Is there a standard format for HMAC in cookies?

Question

Given a cookie x with a value 1 ..

Set-Cookie: x=1

.. a Message Authentication Code (MAC) y is added, in this case with a | delimiter.

Set-Cookie: x=1|y

How should the data, 1, and the MAC, y, be separated? Above, a delimiter is used, but this approach fails if the data could contain the delimiter. I considered using JSON,

{ "data": 1, "mac": "y" }

Which I believe would then have to be URL-encoded?

Set-Cookie: x=%7B%22x%22%3A1%2C%22mac%22%3A%22y%22%7D

Is there a standard for the format of cookie values that contain MACs?

The calculation of the MAC, y, should be irrelevant to this question. If necessary, please assume y is calculated using OpenSSL HMAC SHA-256.

Answer 1

If we start with the HTTP standard for cookies, we see that the syntax doesn't have any special support for message signatures. What is supported is arbitrary metadata via attributes using the extension-av syntax. So you could do something like:

Set-Cookie: x=1;myhmac=y

Or, as used in this article, simply x=1;y. In practice this is likely to work fine, but in theory it runs into the issue of collision with other metadata uses (what if the client applies some other meaning to myhmac?). This is a common problem with any system for extending a standard.

If the HMAC isn't HTTP-level metadata, then it must be stored in the content of the cookie. Your suggestion of using a data structure containing the value and the signature and then encoding it is consistent with the standard:

To maximize compatibility with user agents, servers that wish to store arbitrary data in a cookie-value SHOULD encode that data, for example, using Base64.

Base64 is certainly preferable to URL encoding, and since it has a restricted character set you could simply Base64 the value itself, and then be sure that your chosen delimiter (let's say .) won't collide with the value. So instead of encoding a JSON object you could simply do:

Set-Cookie: x=Base64(1).Base64(y)

In my experience this is probably the most common approach: using Base64 for the value and signature, separated by a delimiter of your choice. To pick an example that I'm familiar with, this is how Django handles message signing, including in cookies, using : as a delimiter.
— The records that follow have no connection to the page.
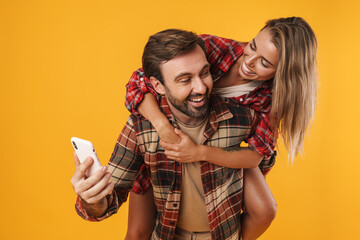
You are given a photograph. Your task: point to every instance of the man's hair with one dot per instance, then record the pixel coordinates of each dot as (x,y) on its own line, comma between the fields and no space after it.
(166,45)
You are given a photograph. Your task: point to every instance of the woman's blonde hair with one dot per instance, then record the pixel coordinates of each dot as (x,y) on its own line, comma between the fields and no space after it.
(295,85)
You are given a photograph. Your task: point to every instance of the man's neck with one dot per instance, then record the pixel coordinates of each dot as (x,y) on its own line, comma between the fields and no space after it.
(185,119)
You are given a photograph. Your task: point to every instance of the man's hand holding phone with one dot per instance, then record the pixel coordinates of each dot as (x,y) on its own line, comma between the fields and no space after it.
(94,189)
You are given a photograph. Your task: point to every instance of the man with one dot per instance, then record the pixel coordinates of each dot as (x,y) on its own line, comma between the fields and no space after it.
(192,197)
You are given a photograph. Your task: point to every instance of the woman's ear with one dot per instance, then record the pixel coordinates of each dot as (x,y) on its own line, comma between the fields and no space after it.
(158,86)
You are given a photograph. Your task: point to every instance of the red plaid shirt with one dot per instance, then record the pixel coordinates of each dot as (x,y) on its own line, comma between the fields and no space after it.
(221,53)
(138,145)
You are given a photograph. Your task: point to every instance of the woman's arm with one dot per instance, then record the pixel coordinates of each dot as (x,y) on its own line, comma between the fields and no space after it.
(188,151)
A more general approach would be to use JSON Web Signatures (part of JSON Web Tokens), a proposed standard for handling signatures that can be used in headers. This approach is similar to the last one but includes metadata (like the algorithm used). The compact syntax is:

BASE64URL(UTF8(JWS Protected Header)) || '.' || BASE64URL(JWS Payload) || '.' || BASE64URL(JWS Signature)

JWT libraries are probably available in all languages. Note, though, that the generality and complexity of JWTs poses potential security risks, and many would warn you away.